What might this look like in a practice setting? Let’s say you’re working at an agency that provides CBT and other types of interventions, and you have identified a group of clients who are seeking help for social anxiety, as in our earlier example. Once you’ve obtained consent from your clients, you can create a comparison group using one of the matching methods we just discussed. If the group is small, you might match using individual matching, but if it’s larger, you’ll probably sort people by demographics to try to get similar population profiles. (You can do aggregate matching more easily when your agency has some kind of electronic records or database, but it’s still possible to do manually.)

Time series design

Another type of quasi-experimental design is a time series design. Unlike other types of experimental design, time series designs do not have a comparison group. A time series is a set of measurements taken at intervals over a period of time (Figure 13.7). Proper time series design should include at least three pre- and post-intervention measurement points. While there are a few types of time series designs, we’re going to focus on the most common: interrupted time series design.

But why use this method? Here’s an example. Let’s think about elementary student behavior throughout the school year. As anyone with children or who is a teacher knows, kids get very excited and animated around holidays, days off, or even just on a Friday afternoon. This fact might mean that around those times of year, there are more reports of disruptive behavior in classrooms. What if we took our one and only measurement in mid-December? It’s possible we’d see a higher-than-average rate of disruptive behavior reports, which could bias our results if our next measurement is around a time of year students are in a different, less excitable frame of mind. When we take multiple measurements throughout the first half of the school year, we can establish a more accurate baseline for the rate of these reports by looking at the trend over time.

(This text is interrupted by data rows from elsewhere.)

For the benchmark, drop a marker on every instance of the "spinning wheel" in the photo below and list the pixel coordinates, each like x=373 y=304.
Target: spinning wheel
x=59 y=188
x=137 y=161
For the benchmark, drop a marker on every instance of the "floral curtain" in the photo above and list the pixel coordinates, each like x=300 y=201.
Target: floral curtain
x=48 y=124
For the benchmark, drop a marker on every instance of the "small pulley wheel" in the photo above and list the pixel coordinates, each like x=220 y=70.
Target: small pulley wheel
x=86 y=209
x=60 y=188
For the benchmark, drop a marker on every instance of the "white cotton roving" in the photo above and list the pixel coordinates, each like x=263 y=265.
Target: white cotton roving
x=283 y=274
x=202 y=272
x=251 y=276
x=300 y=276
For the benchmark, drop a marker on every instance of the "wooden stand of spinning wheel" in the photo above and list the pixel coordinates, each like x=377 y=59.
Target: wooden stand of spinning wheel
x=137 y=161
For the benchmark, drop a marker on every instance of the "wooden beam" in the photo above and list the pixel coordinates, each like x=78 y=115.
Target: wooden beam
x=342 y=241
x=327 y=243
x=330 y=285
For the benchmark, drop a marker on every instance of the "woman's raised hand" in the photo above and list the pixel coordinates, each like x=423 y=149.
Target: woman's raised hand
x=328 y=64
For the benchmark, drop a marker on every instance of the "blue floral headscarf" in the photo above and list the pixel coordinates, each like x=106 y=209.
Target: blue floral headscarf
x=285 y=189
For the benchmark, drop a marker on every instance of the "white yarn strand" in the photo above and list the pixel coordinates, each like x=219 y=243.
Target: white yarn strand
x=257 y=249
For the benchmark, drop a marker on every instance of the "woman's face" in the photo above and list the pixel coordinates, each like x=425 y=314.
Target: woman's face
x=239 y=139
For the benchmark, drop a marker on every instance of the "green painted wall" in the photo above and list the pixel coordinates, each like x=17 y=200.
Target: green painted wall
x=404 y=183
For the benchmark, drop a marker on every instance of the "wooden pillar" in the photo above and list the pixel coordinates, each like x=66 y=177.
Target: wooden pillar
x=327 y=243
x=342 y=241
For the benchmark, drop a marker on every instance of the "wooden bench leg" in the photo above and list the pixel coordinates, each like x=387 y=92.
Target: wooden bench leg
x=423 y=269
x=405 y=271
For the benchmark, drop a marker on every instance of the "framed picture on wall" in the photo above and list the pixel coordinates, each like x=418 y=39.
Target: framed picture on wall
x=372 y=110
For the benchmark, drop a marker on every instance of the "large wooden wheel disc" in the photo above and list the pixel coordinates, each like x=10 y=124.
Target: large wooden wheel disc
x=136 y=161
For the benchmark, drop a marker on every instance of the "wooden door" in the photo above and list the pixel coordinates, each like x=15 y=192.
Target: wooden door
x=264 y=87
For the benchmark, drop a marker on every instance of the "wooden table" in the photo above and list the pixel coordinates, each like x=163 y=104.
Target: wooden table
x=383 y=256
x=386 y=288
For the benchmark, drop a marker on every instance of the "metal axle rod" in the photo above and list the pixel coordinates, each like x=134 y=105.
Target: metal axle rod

We may want to test the effect of extended recess times in elementary school on reports of disruptive behavior in classrooms. When students come back after the winter break, the school extends recess by 10 minutes each day (the intervention), and the researchers start tracking the monthly reports of disruptive behavior again. These reports could be subject to the same fluctuations as the pre-intervention reports, and so we once again take multiple measurements over time to try to control for those fluctuations.

This method improves the extent to which we can establish causality because we are accounting for a major extraneous variable in the equation—the passage of time. On its own, it does not allow us to account for other extraneous variables, but it does establish time order and association between the intervention and the trend in reports of disruptive behavior. Finding a stable condition before the treatment that changes after the treatment is evidence for causality between treatment and outcome.

Ex post facto comparison group design

Ex post facto (Latin for “after the fact”) designs are extremely similar to nonequivalent comparison group designs. There are still comparison and experimental groups, pretest and post-test measurements, and an intervention. But in ex post facto designs, participants are assigned to the comparison and experimental groups once the intervention has already happened. This type of design often occurs when interventions are already up and running at an agency and the agency wants to assess effectiveness based on people who have already completed treatment.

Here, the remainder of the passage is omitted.